RSCoin would be a closed, “permissioned” blockchain offering the advantages of digital currencies – fast and cheap transactions permanently recorded in a shared distributed ledger – without the troublesome openness of the Bitcoin network where anyone can be an anonymous node on the network. Instead of anonymous miners, only the central bank and vetted financial operators would be allowed to validate RSCoin transactions.
Permissioned blockchains are supported by, among others, Accenture and Digital Asset Holdings CEO Blythe Masters, but others, including legendary cryptographer Nick Szabo, strongly argue that financial operators should, instead, embrace the crowd-sourced power and resiliency of permissionless blockchains like Bitcoin.

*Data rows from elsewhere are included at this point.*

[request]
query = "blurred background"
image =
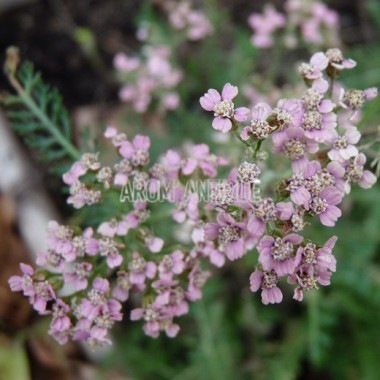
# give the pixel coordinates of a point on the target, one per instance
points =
(102, 56)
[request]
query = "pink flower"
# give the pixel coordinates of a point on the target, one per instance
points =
(140, 269)
(60, 240)
(279, 254)
(259, 127)
(223, 107)
(337, 61)
(293, 143)
(318, 121)
(61, 323)
(288, 113)
(267, 281)
(343, 147)
(324, 205)
(172, 264)
(155, 320)
(355, 173)
(186, 205)
(77, 170)
(298, 183)
(313, 70)
(39, 293)
(229, 234)
(136, 151)
(79, 277)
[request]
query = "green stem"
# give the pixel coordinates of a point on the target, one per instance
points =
(27, 99)
(236, 132)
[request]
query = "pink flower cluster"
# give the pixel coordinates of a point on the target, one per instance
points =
(86, 274)
(312, 22)
(325, 162)
(148, 78)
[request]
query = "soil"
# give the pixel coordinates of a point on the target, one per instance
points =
(44, 31)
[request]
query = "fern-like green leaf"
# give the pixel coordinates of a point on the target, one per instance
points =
(37, 113)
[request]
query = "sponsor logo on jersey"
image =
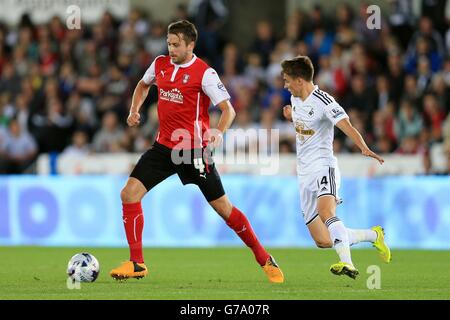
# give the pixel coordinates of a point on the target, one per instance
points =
(173, 95)
(337, 112)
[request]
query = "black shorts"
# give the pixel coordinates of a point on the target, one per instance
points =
(192, 166)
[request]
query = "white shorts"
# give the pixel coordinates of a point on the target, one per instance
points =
(320, 183)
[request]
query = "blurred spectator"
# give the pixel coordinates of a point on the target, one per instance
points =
(409, 121)
(394, 84)
(156, 43)
(18, 151)
(264, 42)
(79, 146)
(433, 116)
(427, 31)
(110, 138)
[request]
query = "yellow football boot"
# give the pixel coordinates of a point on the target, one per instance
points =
(273, 271)
(380, 245)
(347, 269)
(129, 269)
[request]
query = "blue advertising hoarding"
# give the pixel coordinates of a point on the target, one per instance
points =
(86, 211)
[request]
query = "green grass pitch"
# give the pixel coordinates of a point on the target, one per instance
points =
(224, 273)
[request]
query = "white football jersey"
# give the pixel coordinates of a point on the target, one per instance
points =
(314, 120)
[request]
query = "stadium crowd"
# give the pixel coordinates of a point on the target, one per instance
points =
(69, 91)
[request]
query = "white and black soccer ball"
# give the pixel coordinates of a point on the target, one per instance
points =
(83, 267)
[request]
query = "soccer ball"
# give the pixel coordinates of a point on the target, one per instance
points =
(83, 267)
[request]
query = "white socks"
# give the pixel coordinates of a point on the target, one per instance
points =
(361, 235)
(340, 239)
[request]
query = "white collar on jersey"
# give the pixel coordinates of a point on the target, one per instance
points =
(315, 88)
(187, 64)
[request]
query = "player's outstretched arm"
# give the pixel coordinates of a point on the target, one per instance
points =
(139, 95)
(345, 126)
(225, 121)
(287, 112)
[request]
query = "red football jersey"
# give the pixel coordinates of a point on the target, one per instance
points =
(185, 93)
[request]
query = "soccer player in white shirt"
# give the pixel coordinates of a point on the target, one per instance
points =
(314, 114)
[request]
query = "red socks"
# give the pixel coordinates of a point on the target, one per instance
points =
(133, 220)
(239, 223)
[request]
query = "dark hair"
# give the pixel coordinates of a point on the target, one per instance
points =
(299, 67)
(186, 28)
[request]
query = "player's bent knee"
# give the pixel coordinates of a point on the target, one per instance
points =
(323, 244)
(128, 195)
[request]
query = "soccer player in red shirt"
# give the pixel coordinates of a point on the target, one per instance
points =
(186, 87)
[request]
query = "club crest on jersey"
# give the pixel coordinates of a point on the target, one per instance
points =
(221, 86)
(173, 95)
(303, 132)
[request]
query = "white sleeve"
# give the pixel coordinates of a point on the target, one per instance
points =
(150, 76)
(334, 112)
(213, 87)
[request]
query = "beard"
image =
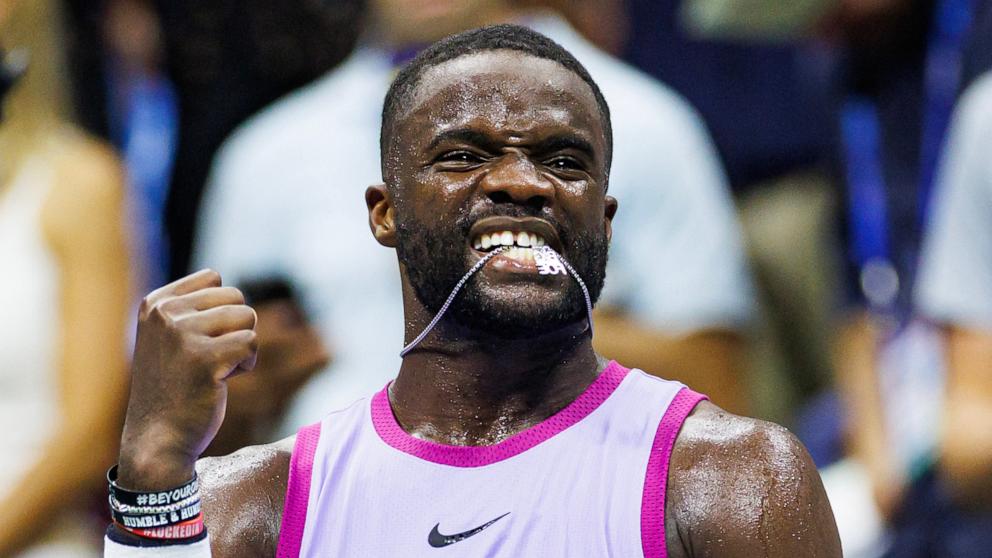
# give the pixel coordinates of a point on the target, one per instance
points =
(436, 258)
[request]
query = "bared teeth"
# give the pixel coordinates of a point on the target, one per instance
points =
(520, 239)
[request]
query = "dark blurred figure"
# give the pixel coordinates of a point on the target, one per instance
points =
(290, 351)
(228, 59)
(978, 51)
(898, 80)
(64, 292)
(767, 106)
(142, 123)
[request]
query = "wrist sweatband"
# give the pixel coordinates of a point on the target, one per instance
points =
(173, 514)
(113, 548)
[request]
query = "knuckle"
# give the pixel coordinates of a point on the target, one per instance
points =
(145, 308)
(236, 295)
(213, 277)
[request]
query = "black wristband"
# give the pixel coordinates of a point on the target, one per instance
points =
(121, 536)
(138, 520)
(158, 498)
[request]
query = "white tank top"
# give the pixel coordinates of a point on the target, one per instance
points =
(29, 323)
(588, 481)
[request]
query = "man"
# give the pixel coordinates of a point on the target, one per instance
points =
(955, 291)
(290, 352)
(504, 433)
(679, 292)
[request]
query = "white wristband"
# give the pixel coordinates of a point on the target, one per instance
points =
(199, 549)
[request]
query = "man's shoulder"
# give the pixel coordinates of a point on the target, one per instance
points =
(742, 487)
(243, 495)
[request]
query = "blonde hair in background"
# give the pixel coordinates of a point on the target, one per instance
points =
(39, 105)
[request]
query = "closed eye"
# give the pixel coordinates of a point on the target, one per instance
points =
(565, 163)
(458, 159)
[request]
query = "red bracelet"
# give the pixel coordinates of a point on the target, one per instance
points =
(185, 530)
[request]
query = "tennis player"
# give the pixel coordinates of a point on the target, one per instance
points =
(504, 433)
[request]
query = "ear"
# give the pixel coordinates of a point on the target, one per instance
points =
(382, 215)
(611, 210)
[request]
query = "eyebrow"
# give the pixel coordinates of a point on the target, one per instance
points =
(556, 142)
(465, 135)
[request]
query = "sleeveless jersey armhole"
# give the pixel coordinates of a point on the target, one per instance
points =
(656, 479)
(294, 514)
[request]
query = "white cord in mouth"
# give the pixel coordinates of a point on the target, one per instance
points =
(548, 262)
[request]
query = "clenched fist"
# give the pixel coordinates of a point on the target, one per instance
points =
(192, 335)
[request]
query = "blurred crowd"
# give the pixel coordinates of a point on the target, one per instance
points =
(804, 232)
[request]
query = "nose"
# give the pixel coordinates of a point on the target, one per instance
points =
(515, 179)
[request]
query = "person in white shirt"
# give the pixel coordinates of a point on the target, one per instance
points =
(287, 184)
(954, 289)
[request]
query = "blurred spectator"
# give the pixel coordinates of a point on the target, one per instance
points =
(228, 60)
(286, 197)
(955, 290)
(899, 79)
(142, 118)
(290, 351)
(64, 294)
(766, 101)
(978, 51)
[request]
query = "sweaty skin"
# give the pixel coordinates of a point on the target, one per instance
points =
(497, 129)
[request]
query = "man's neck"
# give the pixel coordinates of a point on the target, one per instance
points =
(479, 390)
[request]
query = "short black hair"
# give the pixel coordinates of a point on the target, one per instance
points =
(493, 37)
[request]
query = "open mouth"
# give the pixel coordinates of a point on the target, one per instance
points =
(519, 245)
(519, 238)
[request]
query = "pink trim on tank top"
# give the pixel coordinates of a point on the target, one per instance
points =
(478, 456)
(656, 478)
(294, 513)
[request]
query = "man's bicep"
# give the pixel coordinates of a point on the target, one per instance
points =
(743, 488)
(243, 495)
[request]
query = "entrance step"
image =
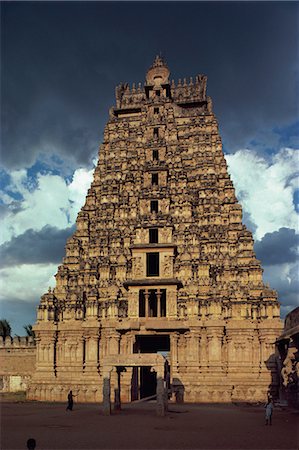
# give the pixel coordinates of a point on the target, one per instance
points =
(145, 399)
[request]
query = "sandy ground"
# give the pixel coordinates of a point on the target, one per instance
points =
(187, 426)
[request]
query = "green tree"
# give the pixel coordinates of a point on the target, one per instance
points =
(5, 328)
(29, 330)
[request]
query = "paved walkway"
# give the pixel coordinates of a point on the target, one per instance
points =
(137, 427)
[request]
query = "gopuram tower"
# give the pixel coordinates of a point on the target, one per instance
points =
(160, 265)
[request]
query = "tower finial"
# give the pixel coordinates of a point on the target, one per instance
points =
(158, 73)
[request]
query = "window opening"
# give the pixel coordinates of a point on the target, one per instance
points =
(155, 155)
(152, 303)
(155, 179)
(154, 206)
(152, 264)
(153, 235)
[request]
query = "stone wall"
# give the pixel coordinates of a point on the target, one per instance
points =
(17, 363)
(288, 347)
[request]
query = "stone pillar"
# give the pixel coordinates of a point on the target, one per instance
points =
(114, 338)
(171, 302)
(161, 409)
(91, 356)
(146, 300)
(214, 338)
(174, 337)
(158, 294)
(106, 391)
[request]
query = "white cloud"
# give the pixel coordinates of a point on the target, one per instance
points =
(52, 202)
(26, 282)
(265, 188)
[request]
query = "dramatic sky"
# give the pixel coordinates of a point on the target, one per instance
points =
(60, 63)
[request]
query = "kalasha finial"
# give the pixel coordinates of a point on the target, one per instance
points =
(158, 72)
(159, 62)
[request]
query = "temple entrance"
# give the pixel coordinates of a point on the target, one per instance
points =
(157, 343)
(148, 382)
(144, 380)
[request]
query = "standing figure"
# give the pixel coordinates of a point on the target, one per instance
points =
(269, 411)
(70, 401)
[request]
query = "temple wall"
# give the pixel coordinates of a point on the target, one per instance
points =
(17, 363)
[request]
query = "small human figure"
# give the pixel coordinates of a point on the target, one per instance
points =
(31, 443)
(269, 411)
(70, 401)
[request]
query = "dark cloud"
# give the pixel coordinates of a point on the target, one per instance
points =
(18, 313)
(278, 247)
(62, 60)
(286, 283)
(247, 220)
(35, 247)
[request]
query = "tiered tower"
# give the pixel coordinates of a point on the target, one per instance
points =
(160, 262)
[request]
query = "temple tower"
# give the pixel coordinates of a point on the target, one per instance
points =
(160, 262)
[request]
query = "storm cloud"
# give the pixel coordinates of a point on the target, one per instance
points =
(35, 247)
(60, 68)
(278, 247)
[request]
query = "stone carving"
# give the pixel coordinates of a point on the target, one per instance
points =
(195, 277)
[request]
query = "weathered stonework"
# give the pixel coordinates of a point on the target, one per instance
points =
(288, 359)
(160, 261)
(17, 363)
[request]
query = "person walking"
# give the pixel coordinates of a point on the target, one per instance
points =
(269, 411)
(70, 401)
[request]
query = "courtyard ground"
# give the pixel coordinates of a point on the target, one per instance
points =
(186, 426)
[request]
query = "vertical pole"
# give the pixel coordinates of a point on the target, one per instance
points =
(106, 394)
(146, 297)
(158, 294)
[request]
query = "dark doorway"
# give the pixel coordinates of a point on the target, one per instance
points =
(148, 382)
(152, 264)
(157, 343)
(144, 382)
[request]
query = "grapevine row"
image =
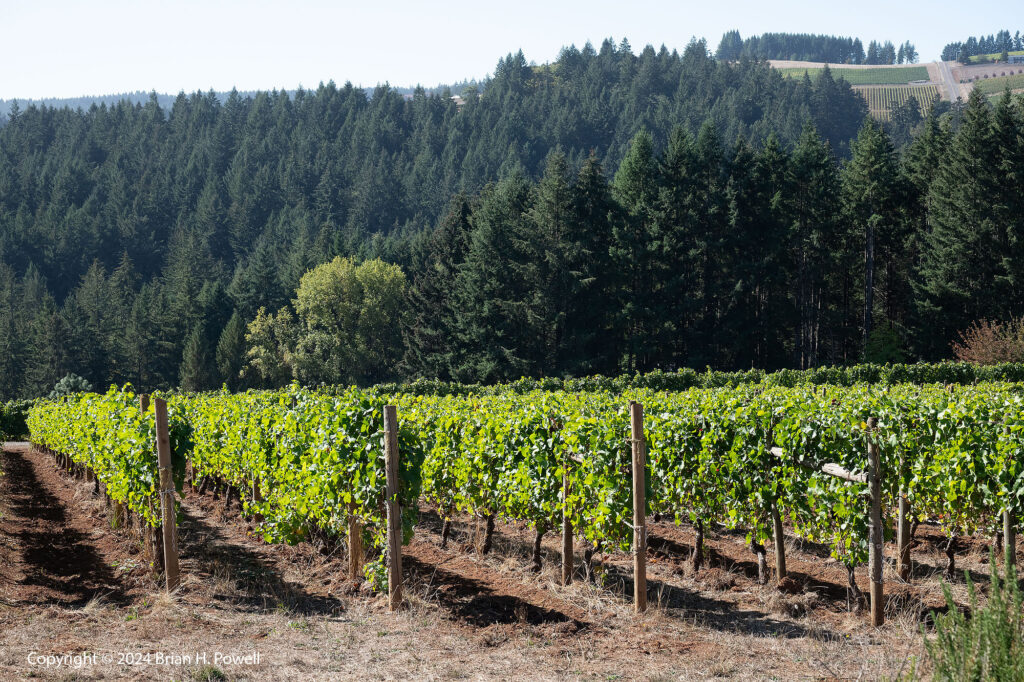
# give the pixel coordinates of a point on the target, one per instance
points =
(313, 462)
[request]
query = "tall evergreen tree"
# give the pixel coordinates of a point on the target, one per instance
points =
(958, 280)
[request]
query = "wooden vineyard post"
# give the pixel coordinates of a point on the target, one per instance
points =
(639, 509)
(875, 527)
(779, 540)
(1010, 538)
(903, 531)
(566, 529)
(355, 550)
(393, 511)
(167, 497)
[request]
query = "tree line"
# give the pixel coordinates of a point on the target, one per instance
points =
(812, 47)
(230, 243)
(998, 44)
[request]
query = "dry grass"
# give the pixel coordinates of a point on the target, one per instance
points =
(473, 616)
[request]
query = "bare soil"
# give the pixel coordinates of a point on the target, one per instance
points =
(69, 584)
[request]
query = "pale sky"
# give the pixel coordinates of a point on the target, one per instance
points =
(60, 48)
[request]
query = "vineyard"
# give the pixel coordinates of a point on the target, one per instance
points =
(882, 99)
(748, 458)
(881, 76)
(997, 85)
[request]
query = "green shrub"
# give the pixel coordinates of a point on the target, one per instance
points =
(988, 642)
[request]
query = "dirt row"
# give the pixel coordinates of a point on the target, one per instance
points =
(68, 583)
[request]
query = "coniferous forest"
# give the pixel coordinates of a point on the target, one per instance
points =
(605, 213)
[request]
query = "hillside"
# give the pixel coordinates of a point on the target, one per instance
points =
(882, 87)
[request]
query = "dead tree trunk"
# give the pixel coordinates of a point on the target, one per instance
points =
(697, 545)
(856, 596)
(488, 534)
(950, 548)
(762, 555)
(538, 539)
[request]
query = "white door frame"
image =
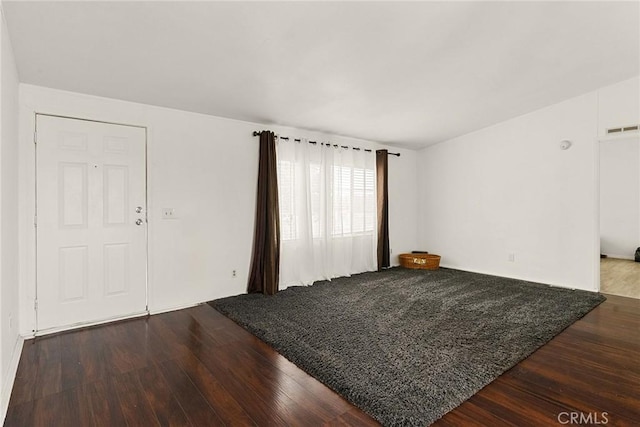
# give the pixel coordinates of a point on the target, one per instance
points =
(599, 141)
(37, 331)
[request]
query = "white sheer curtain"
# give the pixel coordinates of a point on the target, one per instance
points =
(327, 212)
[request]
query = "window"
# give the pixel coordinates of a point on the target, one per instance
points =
(351, 200)
(353, 203)
(287, 200)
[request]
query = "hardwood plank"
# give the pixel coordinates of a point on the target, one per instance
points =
(197, 409)
(227, 408)
(167, 409)
(104, 403)
(136, 409)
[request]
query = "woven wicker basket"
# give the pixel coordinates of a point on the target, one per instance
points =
(421, 261)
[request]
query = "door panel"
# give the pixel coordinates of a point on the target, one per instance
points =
(91, 254)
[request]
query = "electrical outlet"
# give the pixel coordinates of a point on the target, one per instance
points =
(169, 213)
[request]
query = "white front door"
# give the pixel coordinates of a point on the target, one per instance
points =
(91, 221)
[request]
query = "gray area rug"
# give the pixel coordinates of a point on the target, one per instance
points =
(407, 346)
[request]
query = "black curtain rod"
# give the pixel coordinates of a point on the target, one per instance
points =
(286, 138)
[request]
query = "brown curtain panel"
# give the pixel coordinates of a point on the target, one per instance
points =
(382, 174)
(265, 262)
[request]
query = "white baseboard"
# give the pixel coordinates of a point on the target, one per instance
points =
(630, 258)
(7, 384)
(81, 325)
(174, 308)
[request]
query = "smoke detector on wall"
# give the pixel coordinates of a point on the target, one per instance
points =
(565, 144)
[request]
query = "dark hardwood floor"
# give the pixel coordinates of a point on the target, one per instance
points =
(196, 367)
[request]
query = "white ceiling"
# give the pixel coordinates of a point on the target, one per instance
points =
(409, 74)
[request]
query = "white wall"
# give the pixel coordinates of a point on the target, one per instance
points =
(205, 168)
(620, 197)
(9, 307)
(509, 189)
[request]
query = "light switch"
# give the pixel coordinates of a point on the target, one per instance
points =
(169, 213)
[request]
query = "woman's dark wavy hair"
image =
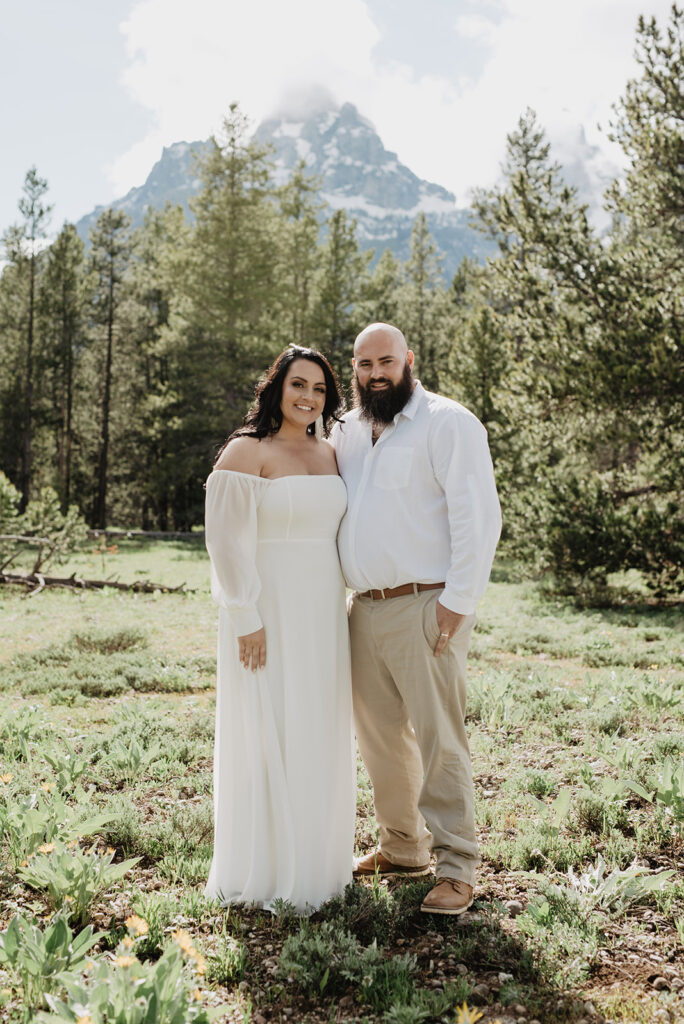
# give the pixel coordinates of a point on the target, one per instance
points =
(265, 416)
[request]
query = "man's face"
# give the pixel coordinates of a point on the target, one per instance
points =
(382, 376)
(379, 360)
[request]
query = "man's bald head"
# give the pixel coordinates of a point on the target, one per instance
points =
(383, 372)
(384, 333)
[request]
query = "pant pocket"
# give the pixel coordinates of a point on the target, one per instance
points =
(430, 628)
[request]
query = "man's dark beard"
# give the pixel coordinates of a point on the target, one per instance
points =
(382, 407)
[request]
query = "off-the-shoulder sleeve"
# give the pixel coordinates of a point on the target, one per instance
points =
(230, 531)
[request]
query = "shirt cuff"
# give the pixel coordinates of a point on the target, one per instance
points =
(457, 602)
(245, 621)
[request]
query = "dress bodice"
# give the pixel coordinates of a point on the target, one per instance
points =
(301, 508)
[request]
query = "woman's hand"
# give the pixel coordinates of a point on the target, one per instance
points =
(252, 649)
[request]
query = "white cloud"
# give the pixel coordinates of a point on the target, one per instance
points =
(568, 60)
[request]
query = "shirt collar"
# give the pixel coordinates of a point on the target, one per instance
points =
(411, 407)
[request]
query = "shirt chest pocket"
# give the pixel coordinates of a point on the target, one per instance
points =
(393, 468)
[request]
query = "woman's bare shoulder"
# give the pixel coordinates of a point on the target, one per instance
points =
(243, 455)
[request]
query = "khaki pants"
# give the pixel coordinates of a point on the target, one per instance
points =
(409, 712)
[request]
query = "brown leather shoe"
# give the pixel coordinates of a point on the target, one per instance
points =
(449, 896)
(375, 861)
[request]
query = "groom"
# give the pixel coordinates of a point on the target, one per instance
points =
(416, 545)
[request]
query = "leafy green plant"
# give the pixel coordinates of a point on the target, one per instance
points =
(494, 699)
(554, 813)
(670, 791)
(326, 957)
(68, 767)
(17, 731)
(130, 759)
(123, 989)
(564, 935)
(73, 878)
(42, 818)
(426, 1005)
(616, 891)
(225, 965)
(41, 961)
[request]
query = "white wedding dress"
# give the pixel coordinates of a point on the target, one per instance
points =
(284, 768)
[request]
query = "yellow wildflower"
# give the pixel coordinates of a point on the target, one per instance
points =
(125, 961)
(184, 941)
(136, 926)
(467, 1016)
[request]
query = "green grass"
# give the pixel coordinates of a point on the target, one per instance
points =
(107, 697)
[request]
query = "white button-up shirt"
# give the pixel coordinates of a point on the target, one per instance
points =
(422, 502)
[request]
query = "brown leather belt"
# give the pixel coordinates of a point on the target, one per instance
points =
(405, 588)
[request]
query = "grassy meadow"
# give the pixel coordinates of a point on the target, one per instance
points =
(107, 701)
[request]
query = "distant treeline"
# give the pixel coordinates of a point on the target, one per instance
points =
(122, 370)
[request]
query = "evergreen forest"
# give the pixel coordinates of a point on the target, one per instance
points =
(124, 365)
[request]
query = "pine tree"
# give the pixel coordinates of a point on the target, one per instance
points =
(341, 283)
(23, 248)
(110, 253)
(62, 320)
(153, 437)
(422, 305)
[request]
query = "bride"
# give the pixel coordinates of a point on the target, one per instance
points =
(284, 775)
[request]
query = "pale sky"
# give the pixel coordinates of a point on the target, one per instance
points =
(92, 90)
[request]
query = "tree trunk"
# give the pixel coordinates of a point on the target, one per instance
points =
(28, 392)
(99, 517)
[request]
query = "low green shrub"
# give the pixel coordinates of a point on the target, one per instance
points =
(124, 989)
(41, 961)
(72, 878)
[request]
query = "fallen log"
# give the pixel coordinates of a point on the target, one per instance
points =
(38, 582)
(145, 535)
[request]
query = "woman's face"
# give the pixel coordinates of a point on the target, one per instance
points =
(303, 393)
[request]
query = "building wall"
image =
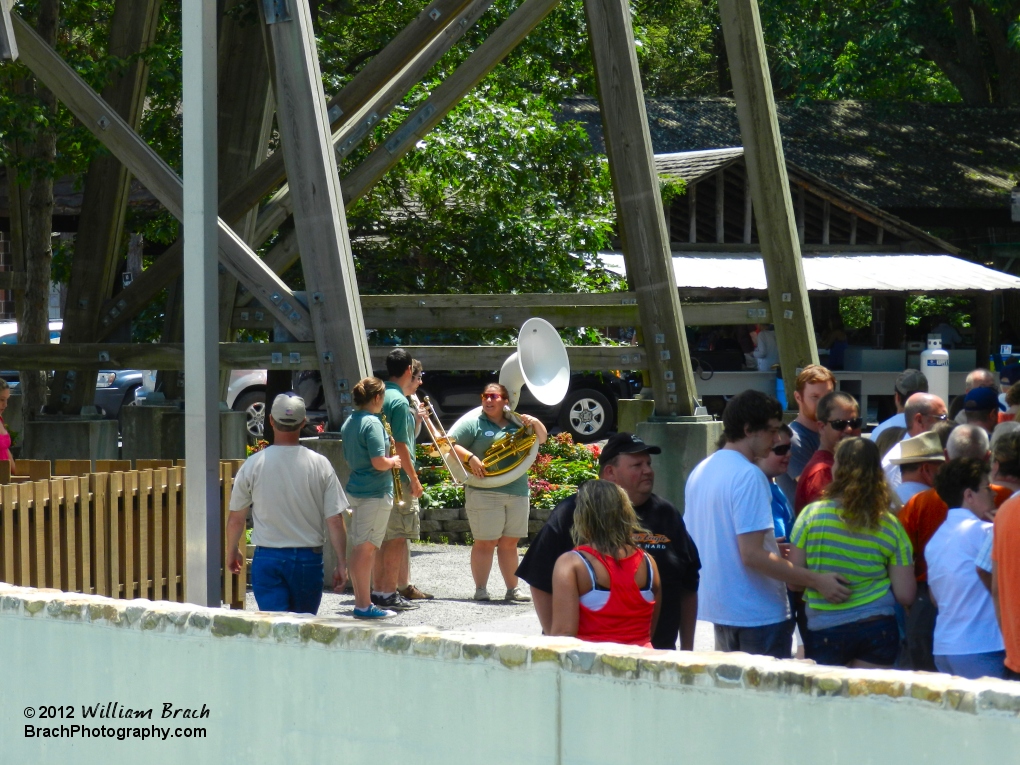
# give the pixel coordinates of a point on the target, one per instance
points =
(291, 689)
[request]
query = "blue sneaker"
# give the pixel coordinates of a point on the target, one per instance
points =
(373, 612)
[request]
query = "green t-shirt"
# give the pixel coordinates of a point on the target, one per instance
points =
(861, 555)
(398, 414)
(476, 436)
(363, 439)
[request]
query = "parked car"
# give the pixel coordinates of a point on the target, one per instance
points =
(588, 412)
(114, 389)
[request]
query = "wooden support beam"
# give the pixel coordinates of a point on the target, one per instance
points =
(720, 206)
(293, 356)
(386, 314)
(374, 75)
(749, 211)
(693, 213)
(497, 46)
(12, 279)
(777, 227)
(153, 172)
(432, 41)
(104, 201)
(318, 210)
(639, 205)
(356, 125)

RSCoin would be controlled by the central bank, which would also retain a special encryption key that could be used to control the money supply – as it happens, for example, in Quantitative Easing (QE) programs.
As reported by MIT Technology Review, Meiklejohn says it would make sense for large commercial banks to process and validate transactions in the RSCoin network. Meiklejohn added that RSCoin’s centralized design would permit a high transaction throughput, unlike Bitcoin. In fact, a recent study shows that, in the current design of Bitcoin Core, there is a fundamental conflict between throughput and decentralization. Incremental improvements could permit a throughput of about 27 transactions per second in the Bitcoin network, but “more aggressive scaling will, in the longer term, require fundamental protocol redesign.”
“[RSCoin] provides the control over monetary policy that entities such as central banks expect to retain,” conclude Danezis and Meiklejohn. “By constructing a blockchain-based approach that makes relatively minimal alterations to the design of successful cryptocurrencies such as Bitcoin, we have demonstrated that this centralization can be achieved while still maintaining the transparency guarantees that have made (fully) decentralized cryptocurrencies so attractive.”
RSCoin currently is only a research proposal, but it’s interesting to speculate on whether it could become an official project of the BoE, as previous – veiled but clear – statements by the central bank seems to indicate.